8 僕
僕は飛行機を操縦している。左手を動かせば機体は上下左右、自由自在に動けるし、右手を動かせばミサイルだって撃てる。今僕はパイロットになっている。そして敵機を撃ち落とす。それがミッションだ。
しばらくするとお目当ての奴らが来た。機首を上げる。ぐるりと上から回って相手の背後につく作戦だ。まだ敵のレベルも低いからそれで十分だった。
計算通り僕は相手の背後についた。あとは親指を動かしてミサイルを撃つだけだ。タイミングを見計らい僕はカウントダウンを始める。
5、4。
敵は左右に機体を揺らす。照準をあわせないよう抵抗しているみたいだが、無意味だった。
3、2。
相手は懲りずに高度を上げ下げする。まだ序盤だから、コンピュータはかなり馬鹿だ。
1。
僕はボタンを押す。ミサイルが飛んでいく。僕の思っていた弾道に沿って。
胴体に突き刺さる。そしてほぼ同時に爆発が起きる。それに巻き込まれないように僕は左へ大きく逸れる。
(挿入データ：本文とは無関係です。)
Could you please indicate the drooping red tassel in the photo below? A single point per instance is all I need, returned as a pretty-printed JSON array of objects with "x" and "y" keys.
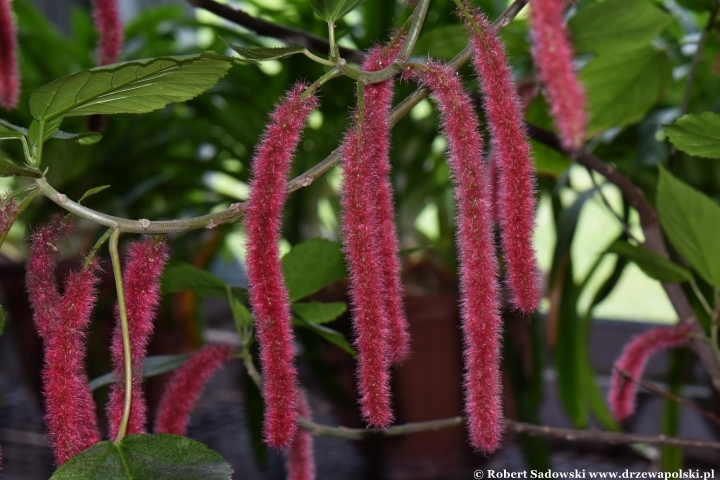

爆発した敵機を探す。今まさに落ちているそれをすぐに発見した。この瞬間が一番好きだ。無力でただ小さくなっていくだけの相手を見るのが。最もこれができるのは最初の方だけだけど。後半でこんなことをしていたら、僕も落ちてしまう。高レベルの敵は一瞬の隙も見逃さない。
エンディングが流れて僕はようやくテレビの画面から目を離した。携帯の画面を開き、時刻を確認する。午前三時ちょうどだった。日付が一日進んでいた。